We all know the mind is a wild creature used to getting its way. We allow it to run unattended. We even encourage it during times of creativity believing it’s our minds that are creative rather than our deep-seated awareness. Training the mind doesn’t mean demonizing the mind—making it bad. Rather training the mind, as taught in all wisdom traditions, is to teach the mind to become a useful and powerful tool of awakening and opener of the way. That means training the “thinking” aspect of your mind to be still and wake up to its true nature which no longer divides in order to conquer, but rather recognizes unity as the cosmic law and empowers rather than overcomes.
We can train our minds to be still. We can teach our minds that out of stillness it can move with great clarity while remaining undivided, thus bringing the entirety of your awareness straight to the object being experienced. Your mind can be freed from its constant objectification of life … from the ceaseless interpretation, conjecture, and judgment that defines usual thinking.

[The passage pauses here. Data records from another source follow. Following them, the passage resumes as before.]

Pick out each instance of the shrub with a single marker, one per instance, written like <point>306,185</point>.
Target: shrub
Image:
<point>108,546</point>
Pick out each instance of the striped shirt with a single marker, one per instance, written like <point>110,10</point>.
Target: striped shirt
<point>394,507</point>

The Buddhists teach that your mind creates all that you perceive as “real.” Beware of interpreting this to mean that nothing exists outside your mind. It simply, and most complexly, means that your interpretation of what you are perceiving only exists in your thinking mind. Although that might sound like a nihilist view, it is not. When understood at its depth, it is the key to liberation. If my perceptions only exist as thought inside my own mind and I can train my mind, then surely I can change all that I perceive as “real.” I can bend reality with my mind. Now that’s a game changer.
The only thing you have at the time of your death,
Is the quality of your Consciousness.
In the ancient teachings, the quality of our consciousness at the time of death is what dictates our experiences after the physical body stops breathing. In the subtle levels of consciousness that arise while we are asleep, during the dying process and after death, the creative medium of mind is far more subtle, and a thought can take shape more quickly and be more intense than in our waking state. Also, the quality of our awareness transferred across the threshold of death is a gift (or harm) offered back to that something greater—to God, to consciousness, to all sentient beings. Therefore, training to die awake is beneficial to both you (as the individuated aspect of embodied consciousness) and to the greater whole of existence.
Nine Gates Mystery School students train diligently to uncover the true nature of reality and understand that there is such a skill as stabilizing awareness across all states of consciousness—waking, sleeping, dying, death and even while crafting our next life (in the Buddhist tradition). Once asked by a student, “Why would I do these deathing practices without knowing for certain that it’s making a difference?”
I sat for a moment and quietly replied, “What have you got to lose? For certain we know that these practices change the way we meet every moment. Why would we want to meet the greatest of all mysteries unprepared?"